Ce qu'il y a de vrai, c'est que c'est l'armée légale qui a usé de représailles, et non point la Commune. L'assassinat de Clément Thomas, du général Lecomte, des victimes de la rue de la Paix, du docteur Pasquier, ont justifié l'exécution sommaire de Duval et de Flourens pris les armes à la main, insurgés contre les lois de leur pays, en présence des ennemis victorieux, attentifs à nos fautes et stupéfaits de la quantité de sottise que Paris pouvait contenir. C'était là un crime impardonnable et qui ne fut point pardonné. Il s'agissait de sauver la France et l'on dût la sauver à tout prix.

 

 

 



[1] Franco-German war and insurrection of the Commune ; correspondence of E. B. Washburne, Envoy extraordinary, etc., etc. — Washington, Government printing office, 1878. — N° 186, M. Washburne to M. Fish, p. 167. — Les faits que rapporte M. Washburne se sont produits dans la nuit du 18 au 19 mars.

[2] Cette proclamation parut subversive aux hommes du Comité central ; ordre fut donné de la saisir : 22 mars 1871. Le commandant de la 5e légion est invité à faire saisir tous lès exemplaires de l'affiche apposée par les soins des maires, adjoints et députés qui ne porte pas de nom d'imprimeur et est un appel formel à la guerre civile. Le délégué à la Préfecture de police : RAOUL RIGAULT.

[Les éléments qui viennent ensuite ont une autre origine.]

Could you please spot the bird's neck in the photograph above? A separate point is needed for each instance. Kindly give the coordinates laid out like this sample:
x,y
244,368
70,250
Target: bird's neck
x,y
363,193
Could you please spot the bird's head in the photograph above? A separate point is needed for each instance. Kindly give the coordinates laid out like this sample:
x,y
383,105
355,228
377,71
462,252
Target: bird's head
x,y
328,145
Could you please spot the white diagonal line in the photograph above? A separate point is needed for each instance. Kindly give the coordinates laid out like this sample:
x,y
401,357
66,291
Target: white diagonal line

[3] On dénonça les gens qui avaient été, rue de la Paix, essayer de ramener les esprits à la concorde ; cela du moins semble résulter de la lettre suivante, qui fut adressée à Raoul Rigault, délégué civil à la Préfecture de police : Le nommé Delmas, rue Lamandé à Batignolles, a pris part à la manifestation ; il ne portait pas de ruban ; il a crié : Vive l'Assemblée !

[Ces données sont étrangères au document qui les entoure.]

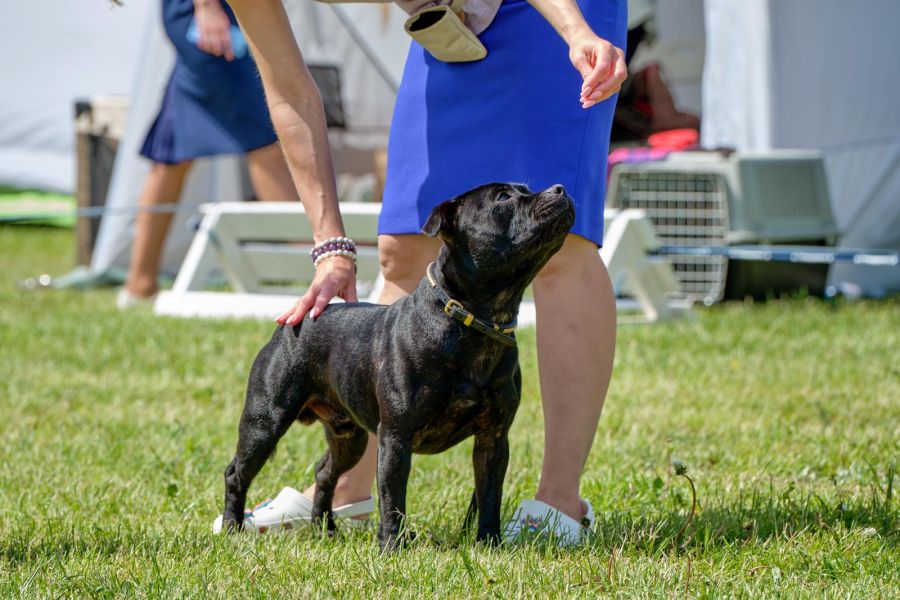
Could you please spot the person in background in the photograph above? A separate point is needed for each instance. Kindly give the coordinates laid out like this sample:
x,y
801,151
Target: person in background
x,y
213,105
646,105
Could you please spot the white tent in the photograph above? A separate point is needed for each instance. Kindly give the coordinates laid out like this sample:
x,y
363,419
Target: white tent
x,y
777,74
816,74
54,53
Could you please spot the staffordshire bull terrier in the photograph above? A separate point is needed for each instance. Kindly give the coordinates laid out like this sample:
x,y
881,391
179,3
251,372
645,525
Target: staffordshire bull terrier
x,y
424,373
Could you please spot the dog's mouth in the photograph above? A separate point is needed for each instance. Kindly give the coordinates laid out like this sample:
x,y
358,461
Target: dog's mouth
x,y
554,204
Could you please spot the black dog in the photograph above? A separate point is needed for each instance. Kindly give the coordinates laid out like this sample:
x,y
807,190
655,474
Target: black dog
x,y
423,373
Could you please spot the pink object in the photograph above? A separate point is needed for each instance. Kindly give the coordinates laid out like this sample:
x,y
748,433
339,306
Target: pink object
x,y
674,139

[4] Voir Enquête parlementaire sur l'insurrection du 18 mars ; dépositions des témoins ; déposition de l'amiral Saisset.

[5] Enquête parlementaire sur le 18 mars, p. 312 ; édit. à trois colonnes.

[6] Le mot provisoire ne se rencontrait pas dans le texte original de l'amiral Saisset.

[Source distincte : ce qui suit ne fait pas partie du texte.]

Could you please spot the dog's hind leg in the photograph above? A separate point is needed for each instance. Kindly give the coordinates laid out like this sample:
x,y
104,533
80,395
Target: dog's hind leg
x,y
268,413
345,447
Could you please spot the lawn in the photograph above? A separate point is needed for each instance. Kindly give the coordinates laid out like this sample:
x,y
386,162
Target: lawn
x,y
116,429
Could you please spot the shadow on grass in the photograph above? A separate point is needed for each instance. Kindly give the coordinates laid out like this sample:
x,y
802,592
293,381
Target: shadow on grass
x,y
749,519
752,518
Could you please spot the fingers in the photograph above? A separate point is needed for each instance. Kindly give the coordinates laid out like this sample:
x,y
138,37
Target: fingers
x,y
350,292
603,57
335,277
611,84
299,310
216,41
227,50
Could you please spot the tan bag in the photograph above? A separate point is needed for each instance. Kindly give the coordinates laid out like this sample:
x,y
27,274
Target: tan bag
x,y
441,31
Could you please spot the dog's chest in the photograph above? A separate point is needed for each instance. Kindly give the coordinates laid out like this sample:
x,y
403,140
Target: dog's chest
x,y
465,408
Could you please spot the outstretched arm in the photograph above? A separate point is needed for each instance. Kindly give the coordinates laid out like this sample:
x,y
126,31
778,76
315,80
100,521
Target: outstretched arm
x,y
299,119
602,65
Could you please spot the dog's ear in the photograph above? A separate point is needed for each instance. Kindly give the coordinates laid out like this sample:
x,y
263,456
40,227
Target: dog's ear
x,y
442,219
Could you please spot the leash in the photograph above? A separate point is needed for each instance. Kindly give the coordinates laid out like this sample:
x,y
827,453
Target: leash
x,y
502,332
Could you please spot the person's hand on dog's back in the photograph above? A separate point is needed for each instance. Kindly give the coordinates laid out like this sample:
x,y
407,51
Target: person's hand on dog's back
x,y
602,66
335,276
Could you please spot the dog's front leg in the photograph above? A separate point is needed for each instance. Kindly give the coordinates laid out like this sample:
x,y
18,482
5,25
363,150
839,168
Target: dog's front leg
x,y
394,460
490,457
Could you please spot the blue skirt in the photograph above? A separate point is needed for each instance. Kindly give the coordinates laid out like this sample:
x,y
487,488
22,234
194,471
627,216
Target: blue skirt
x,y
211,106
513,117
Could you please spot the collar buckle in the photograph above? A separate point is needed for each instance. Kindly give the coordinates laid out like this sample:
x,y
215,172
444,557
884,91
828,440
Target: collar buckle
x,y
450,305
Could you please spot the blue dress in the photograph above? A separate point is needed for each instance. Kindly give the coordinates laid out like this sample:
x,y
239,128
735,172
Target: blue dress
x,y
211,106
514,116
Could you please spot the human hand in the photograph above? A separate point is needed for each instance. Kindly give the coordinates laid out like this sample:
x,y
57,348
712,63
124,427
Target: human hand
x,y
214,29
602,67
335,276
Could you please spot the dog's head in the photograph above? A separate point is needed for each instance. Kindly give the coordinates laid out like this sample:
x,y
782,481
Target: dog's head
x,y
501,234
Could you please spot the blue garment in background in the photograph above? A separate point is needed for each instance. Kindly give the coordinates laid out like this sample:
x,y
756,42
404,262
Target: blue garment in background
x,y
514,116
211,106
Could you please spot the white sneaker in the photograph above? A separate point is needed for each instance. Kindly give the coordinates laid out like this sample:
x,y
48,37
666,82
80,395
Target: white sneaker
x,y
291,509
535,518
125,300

[7] Voir les Convulsions de Paris, t. I, chap. V, et passim.

[8] Enquête, etc., dépositions des témoins, p. 342.

[9] Dans certains quartiers les insurgés ne semblaient pas rassurés sur l'issue d'une lutte possible : cela, du moins, semble résulter de la lettre suivante : Cinquième arrondissement ; mairie du Panthéon. Paris, 24 mars 1871. — Citoyen général, la réaction armée s'est concentrée à l'École polytechnique, comme je vous l'ai dit ce matin. Nos espions nous indiquent 4000 hommes prêts et la résolution d'agir cette nuit. Le chef avoué, Salicis, capitaine de frégate, me notifie, du reste, sa déclaration d'hostilités dans la lettre ci-jointe, à laquelle vous seul pouvez répondre. J'ai promis de m'expliquer avant dix heures ; veuillez me recevoir et prendre un parti pour vous et nous. Nous avons à peine 400 hommes armés et des canons sans munitions et sans artilleurs. La revanche de leur échec récent leur serait trop facile. Avisez donc. Salut et fraternité. Le maire provisoire : D. TH. RÉGÈRE. C'est probablement à Bergeret que cette lettre a été adressée.

[10] Contemporary Review, juin 1871.

[11] Loc. cit. Dépêche 187.

[12] Lorsque nous étions à la porte Maillot, M. de Romanet reprocha à l'officier qui commandait les insurgés, d'avoir permis qu'un médecin militaire fût tué d'une manière aussi lâche. La réponse est caractéristique : Nous ne savions pas qu'il était médecin ; nous croyions que c'était un parlementaire. Épreuves et luttes d'un volontaire neutre, par John Furley, p. 341, Paris, Dumaine, 1874.

[13] Voir Convulsions de Paris, t. I.

[14] Le désarroi était au comble (3 avril) et la Commune fut ce jour-là à deux doigts de sa perte. Le seul manque d'audace de la part des chefs de l'armée versaillaise empêcha que cette déroute n'eut pour Paris des suites plus directement désastreuses. Le Français, Etude sur le mouvement communaliste de Paris en 1871, p. 222.